Le projet d’usine de méthanisation à Romainville a été mis en suspens en février, sous la pression d’une association de riverains. La commune d’accueil a en outre pris ses distances vis-à-vis du projet, défendant un autre process de méthanisation que celui retenu par le syndicat de traitement.
Mettre fin aux exportations de déchets – L’unité doit traiter, à l’horizon 2016, les déchets ménagers produits par 900 000 habitants de 22 communes du nord est de la Seine-Saint-Denis et du 19e arrondissement de Paris.
Elle succèdera à un centre de transfert, créé en 1984 et en fin d’activité, qui réceptionne aujourd’hui quelque 350 000 tonnes par an de déchets, réorientées à 60 % vers l’enfouissement (en Seine-et-Marne) et 40 % vers l’incinération.
Au titre de l’enfouissement de déchets issus de ce territoire, le Syctom acquitte une taxe générale sur les activités polluantes de 4 millions par an, rappelle François Dagnaud.
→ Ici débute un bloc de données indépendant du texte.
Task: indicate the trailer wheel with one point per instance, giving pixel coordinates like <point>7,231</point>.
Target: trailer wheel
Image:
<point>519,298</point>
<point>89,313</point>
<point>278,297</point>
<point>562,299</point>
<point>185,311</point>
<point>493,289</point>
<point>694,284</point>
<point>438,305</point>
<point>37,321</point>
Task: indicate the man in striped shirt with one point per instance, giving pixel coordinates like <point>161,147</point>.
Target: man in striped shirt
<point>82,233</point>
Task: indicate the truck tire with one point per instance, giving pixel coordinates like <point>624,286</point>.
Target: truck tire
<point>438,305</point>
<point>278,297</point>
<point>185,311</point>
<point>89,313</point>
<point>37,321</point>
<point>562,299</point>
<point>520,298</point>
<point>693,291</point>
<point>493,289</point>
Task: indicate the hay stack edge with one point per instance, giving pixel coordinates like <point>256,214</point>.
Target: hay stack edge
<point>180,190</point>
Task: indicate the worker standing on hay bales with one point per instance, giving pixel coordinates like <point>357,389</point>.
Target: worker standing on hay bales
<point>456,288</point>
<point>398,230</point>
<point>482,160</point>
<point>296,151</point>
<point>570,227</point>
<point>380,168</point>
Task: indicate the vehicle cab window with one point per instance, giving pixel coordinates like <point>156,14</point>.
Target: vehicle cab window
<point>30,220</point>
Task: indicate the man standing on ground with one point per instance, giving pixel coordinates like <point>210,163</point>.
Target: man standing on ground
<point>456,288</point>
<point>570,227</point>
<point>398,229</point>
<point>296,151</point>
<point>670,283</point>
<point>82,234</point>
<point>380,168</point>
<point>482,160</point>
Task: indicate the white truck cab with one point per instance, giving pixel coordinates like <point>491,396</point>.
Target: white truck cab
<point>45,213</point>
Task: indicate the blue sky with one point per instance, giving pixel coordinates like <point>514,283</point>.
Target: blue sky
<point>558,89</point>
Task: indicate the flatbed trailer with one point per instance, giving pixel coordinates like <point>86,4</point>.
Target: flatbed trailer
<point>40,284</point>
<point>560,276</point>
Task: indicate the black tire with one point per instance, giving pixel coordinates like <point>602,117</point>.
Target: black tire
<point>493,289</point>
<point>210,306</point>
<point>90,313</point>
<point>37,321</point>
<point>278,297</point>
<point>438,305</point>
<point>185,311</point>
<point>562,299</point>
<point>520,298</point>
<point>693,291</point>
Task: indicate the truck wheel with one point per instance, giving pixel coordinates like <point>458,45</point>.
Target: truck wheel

L’adjoint au maire de Paris en charge de la propreté et des déchets souligne « l’enjeu stratégique » pour ce bassin versant d’accéder à une « autonomie de gestion ».
Le Syctom s’est engagé à mettre un terme aux exportations de déchets en 2016, conformément aux dispositions du Plan régional d’élimination des déchets ménagers et assimilés (adopté par l’Ile-de-France en novembre 2009).
« Garant » et audits – Le semestre écoulé a été consacré à la concertation, sous l’égide d’un « garant » recommandé par la Commission nationale du débat public, et à la réalisation d’audits sur les risques industriels et les impacts environnementaux du site, confiés respectivement à l’Institut national de l’environnement industriel et des risques et au cabinet Erep.
Ces études « ont validé nos choix », conclut François Dagnaud, jugeant qu’ « il n’y a pas d’alternative sérieuse » au dossier porté par l’agence métropolitaine, dans lequel ont déjà été engagés 28 millions d’euros.
Par ailleurs, l’implantation à Romainville, sur un site dédié depuis un siècle à la gestion des déchets, permet d’utiliser les voies fluviale et ferrée et donc de « réduire drastiquement la circulation de poids lourds dans le ‘93’ », fait valoir François Dagnaud.
Tri à l’usine ou à la source ? – Corinne Valls, maire (DVG) de Romainville, reconnaît la solidité des récents audits, en déplorant qu’ils aient porté sur « la conformité réglementaire du dossier déposé auprès des services de l’Etat et non sur la pertinence du projet, son dimensionnement, sa localisation ».
Or, l’élue considère que « le process n’est pas efficient, il y a des dysfonctionnements dans toutes les usines de France, quel qu’en soit l’exploitant. »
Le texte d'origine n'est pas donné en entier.